By Esther Fung
Mall owner Simon Property Group is pursuing an unorthodox business strategy, smashing the foundation of the traditional industry model on the one hand while trying to glue certain elements of it back together with the other.
Simon has been in talks with Amazon.com Inc. to convert department stores into warehouse distribution hubs, say people familiar with the matter, an innovation that could plug large holes filled by ailing tenants such as Sears Holdings Corp. and J.C. Penney Co. But the move would challenge a long-held industry belief that anchor tenants are crucial for attracting foot traffic to other stores.
At the same time, Simon has been trying to keep aspects of the old business model intact, despite heightened pressure from e-commerce and other forces that have pushed some once-prominent retailers into bankruptcy. It is using cash to help stabilize some companies whose demise would mean closing stores in Simon malls.
The mall operator and a partner recently agreed to buy apparel retailers Brooks Brothers Inc. and Lucky Brand Dungarees LLC out of chapter 11. With another partner, Simon is in advanced talks to buy J.C. Penney.
One thing the two strategies have in common: a focus on buoying occupancy levels at Simon malls. Analysts say there is still a glut of malls, and that as many as half of the roughly 1,100 U.S. malls could shut for good as retail tenants close their doors.
Some view Simon's moves as boosting the company's income while buying time to reconfigure malls with only one anchor department store.
"Nobody in the $5.5 trillion-a-year retail business stands to lose more from bankrupt tenants or declining tenants than Simon Property right now, " said Nick Egelanian, president of SiteWorks, a retail consulting firm. "They need to keep rents flowing. I see it as the natural conclusion of the 50-year run of the mall industry."
Some investors said they think Simon Property is being astute and making out-of-favor investments that might seem foolhardy now but could pay off in the long term. Shares of the largest U.S. mall owner by number of malls are down 4.8% since June 30, when news started to emerge that it was interested in buying more flagging retailers. The S&P 500 rose around 9.3% during the same period.
Bill Smead, chief investment officer of Smead Capital Management, recently increased its investment in Simon Property Group to around 2.3% of its portfolio. He used an analogy to suggest it makes sense for Simon to pursue out-of-favor retailers right now because they come at bargain prices but could offer an upside when the economy turns.
"You buy straw hats in the winter. And for retail, this is winter," Mr. Smead said.

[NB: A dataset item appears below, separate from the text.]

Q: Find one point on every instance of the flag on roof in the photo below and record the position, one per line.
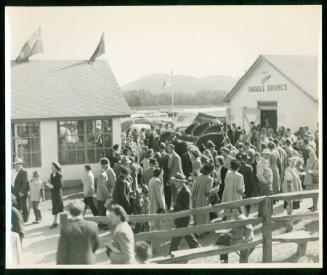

During an earnings call last week, Simon Property Chief Executive David Simon addressed concerns about the higher frequency of retailer investments. He said the company's aggregate investment in the two retailers is very small, just less than $50 million, and that ratings firms wouldn't think twice about it.
"If we didn't believe in the brand and we didn't think we could make money, we wouldn't do it. And it's...probably the same people that told Amazon to stay just in the book business, OK?" said Mr. Simon. "There's just nothing out there that says you can't make smart investments outside of your core businesses."
As part of a consortium, Simon purchased apparel retailer Aéropostale Inc. out of bankruptcy in 2016. The mall operator said in February it invested $25 million in the retailer and has received $13 million in distributions, and that Aéropostale earnings have reached around $80 million from a loss of $100 million three years ago. Simon also purchased Forever 21 Inc. with some partners early this year.
Still, some analysts said that in one sense Simon Property has been restrained. The landlord has made attempts for only three out of the 26 retailers to have filed for bankruptcy so far this year. "They're not going after everyone," said Alexander Goldfarb, a senior research analyst at Piper Sandler Cos.
Mr. Simon declined to comment about any logistics partnership with Amazon on the call, but he noted that more retailers are distributing their e-commerce orders from their stores through curbside pickup. "That's a good trend long-term for us," said Mr. Simon.
The discussions with Amazon over converting some department stores into fulfillment centers are still in preliminary stages and a variety of uses are being considered, including a hybrid of retail and warehouses, according to a person familiar with the matter.
Simon risks alienating other mall tenants that would prefer a traditional anchor, rather than their chief online competitor. But if Amazon could include a retail-store portion such as a bookstore, a cashierless convenience store and returns drop-off, it would be additive to mall traffic that other mall tenants would appreciate, analysts from Jefferies Research said.